The end of the year is a traditional time for some reviews and conclusions. Although it is actually always a good moment to revise and draw conclusions… Just that on other occasions there seem to be more excuses not to – LOL. Anyways, let me follow the trend and give you my top 5 articles of the year – the ones read close to 2K times and which triggered some truly interesting conversations with my readers (whom I am sincerely grateful for, as I always love exchanging opinions!).

Et voila! Here are the “winners”:

  1. The most read article of the year on the blog is “How to boil a frog?” — a story of how I managed to persuade my mother to allow me to buy a car despite her categorical “no” (and how to get those “mission impossible” type of outcomes in general)
  2. The “silver” medal goes to the article, which talks about the dangers of goals, or more precisely “Why achieving goals could screw up your life?
  3. Two completely opposite reasons of our procrastination with introducing change in our lives is discussed in the third most read of 2017 — “Why are we so afraid to try?
  4. To read about some of my sweet African memories and how elephants made me understand how much more enriching a life can be if you never lose excitement and never cease to be grateful — have a look at “The elephant effect“.
  5. And finally — the article published in 2016 which remains to be one of the most read also this year is “Getting to know yourself” — a collection of links to free online resources for psychological tests, which I believe are truly good to know, especially if you are interested in self-development and in self-awareness in general.
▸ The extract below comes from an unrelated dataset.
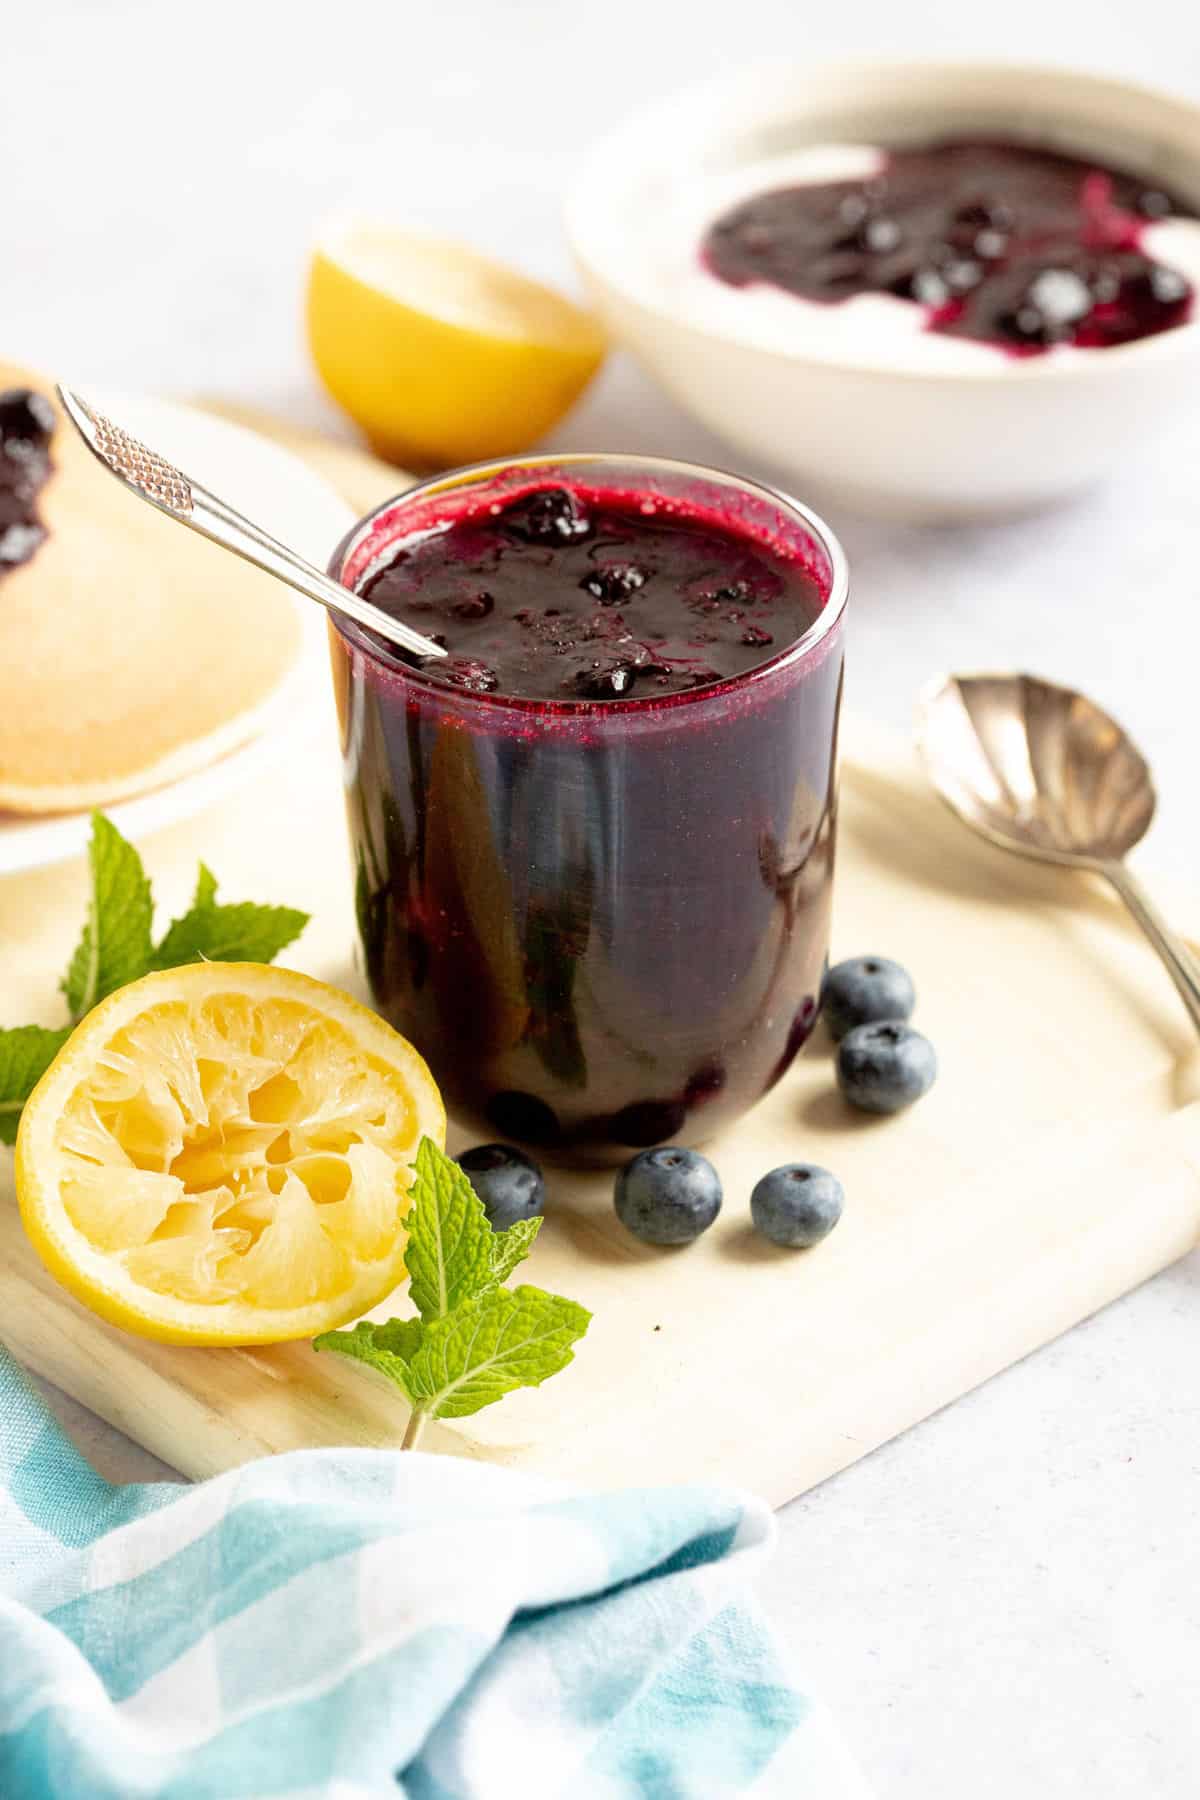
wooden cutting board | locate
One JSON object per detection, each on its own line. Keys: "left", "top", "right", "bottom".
{"left": 2, "top": 413, "right": 1198, "bottom": 1504}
Also this year I have published a set of articles on the fascinating topic of art law (a lawyer in me could not keep quiet anymore – LOL):

  • Mediation and Art: is it a match made in Heaven? – which examines whether mediation is the best way to solve art related disputes and whether mediation can help where litigation is consistently failing.
  • Yours might have been yours, but now it’s mine: Appropriation artists and the shady area of copyright – a thought-provoking piece on the issue of authorship. Do you think that it would be possible to take a photo of a famous photo and claim it as yours without even mentioning the original author? Or can you just take someone else’s work, incorporate it in yours and once again – omit the original author? If you think “hell, no!” on both counts, think again, or better – read my article.
  • So who’s the author? – where I pose a whole range of questions about defining an author for the purpose of copyright. It is not that straightforward, as frequently an artist for example comes up with an idea, yet it is not him, but a craftsman who realizes that idea… In such circumstances, who is then the author?
  • Your Lautrec or Lautrec’s Lautrec? – which will be especially interesting if you plan on investing in a painting and want to know the difference between “by studio of Rembrandt” and “by circle of Rembrandt”. I talk about attribution and authentication: what is the difference and what is the process.